Clark Quinn's Learnings about Learning
(The Official Quinnovation blog)

15 August 2007

Design trumps production!

Clark @ 3:30 PM

The other day, the following comment appeared in the Serious Games discussion list:

This gets to an issue that I believe is important, what does it cost an average team to build a good game. I have seen RFPs that had ambitious, laudable goals, such as aids education. … But the budget was in the low six figures. If the game was built for that kind of money there is no way it could achieve the goals.

And it really made me mad! It’s driving me nuts that folks are saying that meaningful games have to cost in the high six or low seven figures, because you don’t need that much; you can get meaningful learning outcomes in games in the mid-high five and low six figures. How do I know? Because I’ve done it, and know I can do it reliably and repeatedly.

On principle, the point is that if you get the design right, you don’t need to spend lots on production. If you know what you’re doing (and you should), you focus in on the key decisions, work them into a setting, sweat the details, model the design, and produce it. Now, I admit that these aren’t Wii-quality games, rather they’re likely going to be Flash on the web, but that works. You don’t need 3D scrolling graphics and rendered worlds (in fact, they can get in the way).

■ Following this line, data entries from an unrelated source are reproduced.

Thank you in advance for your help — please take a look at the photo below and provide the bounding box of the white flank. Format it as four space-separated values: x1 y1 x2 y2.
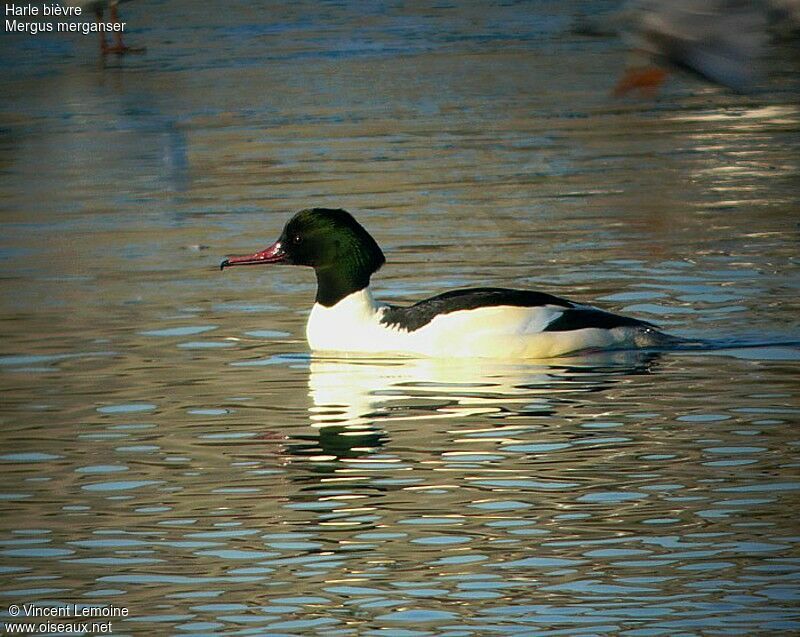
306 288 642 358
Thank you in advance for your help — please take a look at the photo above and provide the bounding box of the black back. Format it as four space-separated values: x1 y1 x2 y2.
381 288 574 332
543 307 657 332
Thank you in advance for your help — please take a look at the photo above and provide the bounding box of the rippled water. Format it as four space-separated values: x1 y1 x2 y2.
0 1 800 637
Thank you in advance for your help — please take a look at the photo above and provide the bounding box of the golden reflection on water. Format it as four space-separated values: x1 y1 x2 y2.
0 2 800 635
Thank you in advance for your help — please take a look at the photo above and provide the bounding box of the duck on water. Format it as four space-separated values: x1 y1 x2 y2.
220 208 677 358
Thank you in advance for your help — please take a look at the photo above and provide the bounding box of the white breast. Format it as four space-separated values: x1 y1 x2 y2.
306 288 639 358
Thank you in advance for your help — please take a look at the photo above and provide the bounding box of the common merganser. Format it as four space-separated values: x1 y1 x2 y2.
220 208 672 358
614 0 767 96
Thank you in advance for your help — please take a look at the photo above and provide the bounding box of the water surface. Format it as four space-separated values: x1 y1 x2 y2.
0 0 800 637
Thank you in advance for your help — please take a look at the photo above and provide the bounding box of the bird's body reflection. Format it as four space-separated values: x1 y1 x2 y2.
287 351 657 462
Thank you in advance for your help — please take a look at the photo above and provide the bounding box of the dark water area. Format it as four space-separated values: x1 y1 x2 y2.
0 0 800 637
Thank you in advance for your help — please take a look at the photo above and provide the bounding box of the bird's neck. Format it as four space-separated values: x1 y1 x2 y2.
315 263 371 307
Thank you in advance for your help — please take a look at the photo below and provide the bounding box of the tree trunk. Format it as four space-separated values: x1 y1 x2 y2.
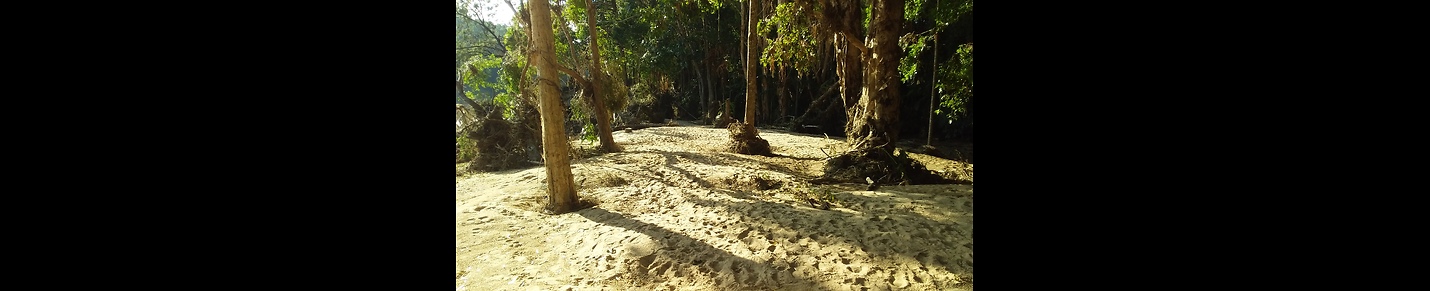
528 0 578 214
586 0 621 152
924 21 938 145
745 1 759 130
844 0 904 152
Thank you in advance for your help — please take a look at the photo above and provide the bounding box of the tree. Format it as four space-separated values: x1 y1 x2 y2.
528 0 579 214
844 0 904 152
729 1 771 155
586 0 621 152
745 0 762 130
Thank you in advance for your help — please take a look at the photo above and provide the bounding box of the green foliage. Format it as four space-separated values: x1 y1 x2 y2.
462 54 505 100
935 43 974 122
758 3 818 75
898 30 937 85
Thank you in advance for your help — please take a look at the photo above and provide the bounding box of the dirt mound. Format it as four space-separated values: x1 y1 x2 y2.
812 148 952 185
458 119 531 172
728 122 774 156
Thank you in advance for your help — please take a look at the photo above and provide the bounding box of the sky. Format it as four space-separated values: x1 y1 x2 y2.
472 0 523 26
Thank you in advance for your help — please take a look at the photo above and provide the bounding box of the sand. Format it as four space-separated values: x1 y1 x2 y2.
456 126 974 291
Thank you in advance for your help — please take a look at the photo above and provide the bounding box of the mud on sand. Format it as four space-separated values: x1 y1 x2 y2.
456 126 974 291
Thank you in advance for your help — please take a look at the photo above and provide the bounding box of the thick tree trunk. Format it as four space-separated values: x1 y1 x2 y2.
528 0 579 214
844 0 904 152
586 0 621 152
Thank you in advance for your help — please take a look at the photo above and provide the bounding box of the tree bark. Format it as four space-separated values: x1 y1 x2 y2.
586 0 621 152
844 0 904 152
745 1 759 130
528 0 578 214
924 17 938 145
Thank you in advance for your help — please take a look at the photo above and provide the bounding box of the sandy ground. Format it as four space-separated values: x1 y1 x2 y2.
456 126 974 291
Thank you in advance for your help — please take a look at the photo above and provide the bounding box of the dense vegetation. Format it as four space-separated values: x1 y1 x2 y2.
455 0 974 212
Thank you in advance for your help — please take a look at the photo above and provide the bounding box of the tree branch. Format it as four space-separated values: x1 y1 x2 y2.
839 32 869 54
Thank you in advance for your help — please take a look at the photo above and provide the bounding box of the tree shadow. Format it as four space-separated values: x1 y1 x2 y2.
677 189 972 288
576 206 817 290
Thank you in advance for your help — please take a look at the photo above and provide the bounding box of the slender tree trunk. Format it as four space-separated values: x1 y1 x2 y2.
586 0 621 152
745 1 759 130
691 60 709 118
528 0 578 214
844 0 904 152
924 21 938 145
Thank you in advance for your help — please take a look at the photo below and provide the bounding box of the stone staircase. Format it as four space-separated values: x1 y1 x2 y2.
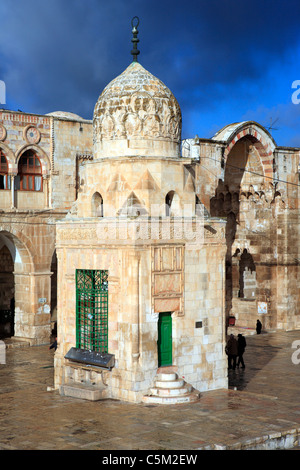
143 371 200 405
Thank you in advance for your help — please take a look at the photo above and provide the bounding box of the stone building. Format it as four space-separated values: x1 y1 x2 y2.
0 23 300 403
0 110 92 344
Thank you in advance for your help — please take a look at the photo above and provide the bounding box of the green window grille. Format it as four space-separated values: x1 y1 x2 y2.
76 269 108 353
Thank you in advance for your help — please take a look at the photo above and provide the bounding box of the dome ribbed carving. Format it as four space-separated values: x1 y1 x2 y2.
93 62 181 156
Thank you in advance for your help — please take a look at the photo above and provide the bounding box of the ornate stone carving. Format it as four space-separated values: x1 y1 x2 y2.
94 63 181 143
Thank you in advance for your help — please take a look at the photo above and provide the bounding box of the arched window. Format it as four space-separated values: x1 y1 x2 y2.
165 191 175 216
0 149 10 189
16 150 43 191
165 191 182 217
92 193 103 217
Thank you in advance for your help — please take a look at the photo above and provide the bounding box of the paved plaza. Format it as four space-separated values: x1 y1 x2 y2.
0 331 300 451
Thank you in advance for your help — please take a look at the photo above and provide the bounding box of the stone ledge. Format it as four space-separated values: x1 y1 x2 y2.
197 428 300 450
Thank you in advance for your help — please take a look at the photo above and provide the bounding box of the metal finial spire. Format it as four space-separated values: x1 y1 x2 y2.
131 16 140 62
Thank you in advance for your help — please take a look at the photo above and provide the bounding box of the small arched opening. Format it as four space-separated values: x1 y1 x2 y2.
92 192 103 217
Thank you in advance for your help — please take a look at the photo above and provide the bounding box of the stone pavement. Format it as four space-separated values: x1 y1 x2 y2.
0 331 300 451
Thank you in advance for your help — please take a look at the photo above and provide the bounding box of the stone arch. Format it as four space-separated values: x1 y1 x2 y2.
14 144 51 176
0 227 33 337
223 121 276 177
0 142 15 174
91 192 103 217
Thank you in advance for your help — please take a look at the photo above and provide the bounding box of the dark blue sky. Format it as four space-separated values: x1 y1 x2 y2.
0 0 300 147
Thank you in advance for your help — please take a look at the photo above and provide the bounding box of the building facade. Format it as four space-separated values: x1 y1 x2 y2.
0 57 300 402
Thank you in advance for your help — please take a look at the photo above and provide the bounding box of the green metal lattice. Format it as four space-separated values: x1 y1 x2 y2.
76 269 108 353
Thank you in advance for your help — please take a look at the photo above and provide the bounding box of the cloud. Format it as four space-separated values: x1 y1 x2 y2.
0 0 300 145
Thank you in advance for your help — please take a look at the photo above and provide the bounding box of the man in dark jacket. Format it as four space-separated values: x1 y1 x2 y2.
226 335 238 370
237 334 247 369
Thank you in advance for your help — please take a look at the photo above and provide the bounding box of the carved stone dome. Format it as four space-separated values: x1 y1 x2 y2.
93 62 181 158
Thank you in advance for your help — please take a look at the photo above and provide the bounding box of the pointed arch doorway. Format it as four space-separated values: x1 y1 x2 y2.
157 312 173 367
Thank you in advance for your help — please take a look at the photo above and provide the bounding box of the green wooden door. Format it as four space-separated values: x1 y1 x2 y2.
157 312 172 367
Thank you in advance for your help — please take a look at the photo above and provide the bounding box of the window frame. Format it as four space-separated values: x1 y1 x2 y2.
75 269 108 353
0 148 11 191
17 150 43 192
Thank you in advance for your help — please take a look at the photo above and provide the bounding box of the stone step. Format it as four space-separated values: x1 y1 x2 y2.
156 372 178 382
60 384 107 401
143 371 200 405
155 379 185 389
150 384 193 397
143 392 200 405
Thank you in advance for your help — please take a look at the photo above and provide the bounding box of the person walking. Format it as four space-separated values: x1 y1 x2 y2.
226 334 238 370
256 320 262 335
237 334 247 369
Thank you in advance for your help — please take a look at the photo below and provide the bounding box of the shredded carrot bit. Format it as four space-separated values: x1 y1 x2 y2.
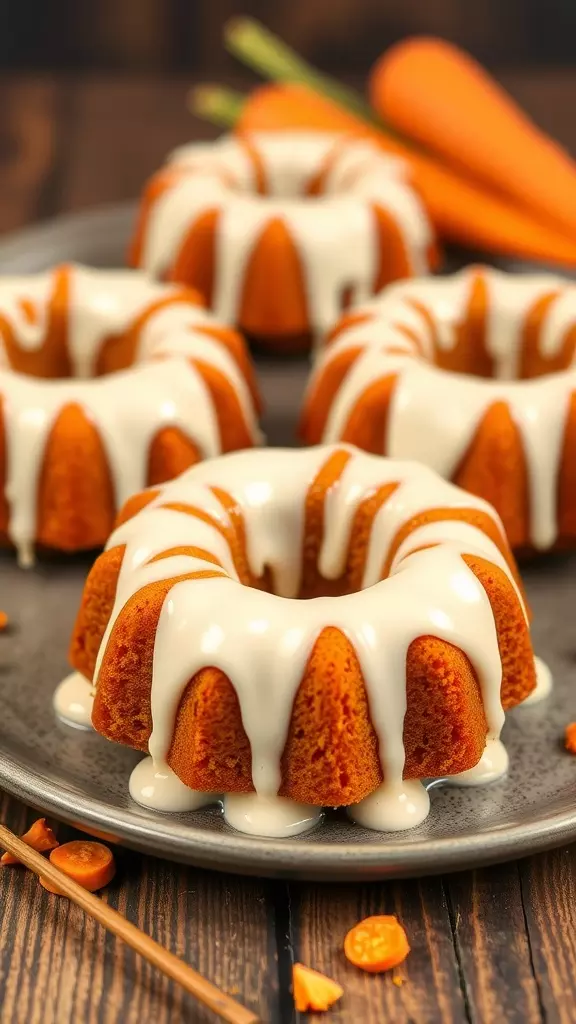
344 914 410 974
40 840 116 895
0 818 58 864
292 964 344 1014
564 722 576 754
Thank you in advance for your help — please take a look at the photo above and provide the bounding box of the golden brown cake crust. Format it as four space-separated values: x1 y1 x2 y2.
71 451 535 806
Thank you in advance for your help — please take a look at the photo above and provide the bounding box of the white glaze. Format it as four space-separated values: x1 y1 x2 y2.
0 265 260 564
444 736 508 786
522 657 553 708
348 779 430 831
223 793 322 839
52 672 94 729
85 445 528 828
135 132 431 334
310 267 576 550
129 758 217 813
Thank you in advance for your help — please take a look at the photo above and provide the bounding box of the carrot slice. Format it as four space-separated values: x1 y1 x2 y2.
344 914 410 974
0 818 58 864
40 840 116 895
237 84 576 266
564 722 576 754
369 37 576 234
292 964 344 1014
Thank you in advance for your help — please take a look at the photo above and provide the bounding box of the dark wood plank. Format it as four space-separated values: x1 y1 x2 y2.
290 879 467 1024
63 76 250 210
446 864 544 1024
0 78 64 231
519 846 576 1024
0 798 280 1024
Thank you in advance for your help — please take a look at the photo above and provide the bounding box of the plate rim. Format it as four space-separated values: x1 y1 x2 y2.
0 752 576 882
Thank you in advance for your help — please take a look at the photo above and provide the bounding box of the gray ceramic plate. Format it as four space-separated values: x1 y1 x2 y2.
0 201 576 880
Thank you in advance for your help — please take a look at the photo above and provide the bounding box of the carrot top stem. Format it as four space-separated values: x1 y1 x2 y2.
188 85 246 128
224 17 381 130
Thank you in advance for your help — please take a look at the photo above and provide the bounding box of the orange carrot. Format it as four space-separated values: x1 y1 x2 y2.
344 914 410 974
292 964 344 1014
40 840 116 895
369 37 576 236
564 722 576 754
0 818 58 864
237 84 576 266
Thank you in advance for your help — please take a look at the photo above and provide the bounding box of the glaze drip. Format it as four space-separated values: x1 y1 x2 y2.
0 265 260 564
85 445 532 828
137 132 431 333
308 267 576 550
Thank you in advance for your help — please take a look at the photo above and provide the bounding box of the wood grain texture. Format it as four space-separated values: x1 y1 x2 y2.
291 879 466 1024
519 846 576 1024
0 0 576 73
0 72 576 1024
447 864 542 1024
0 78 64 231
0 800 279 1024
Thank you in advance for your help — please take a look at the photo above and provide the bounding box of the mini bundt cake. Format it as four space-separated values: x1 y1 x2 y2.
0 265 259 564
302 266 576 551
130 132 433 349
65 444 535 835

So, before you write off creating real engaging games, make sure you’re not buying the pricetags some folks would have you believe. If you do have that type of budget, I can help there too ;), but seriously, unless you need an America’s Army or some other mass-market quality game, don’t think you’ve got to break the bank!


  1. I haven’t designed any games but it sounds similar to performance support; get the design right and you don’t need to spend lots on production. But this is the opposite of much online courseware; weak design and lots of production to justify the expense.

    Comment by Harold Jarche — 15 August 2007 @ 4:16 PM

  2. Harold, exactly right: way too much tarted-up cookie-cutter eLearning. Sigh.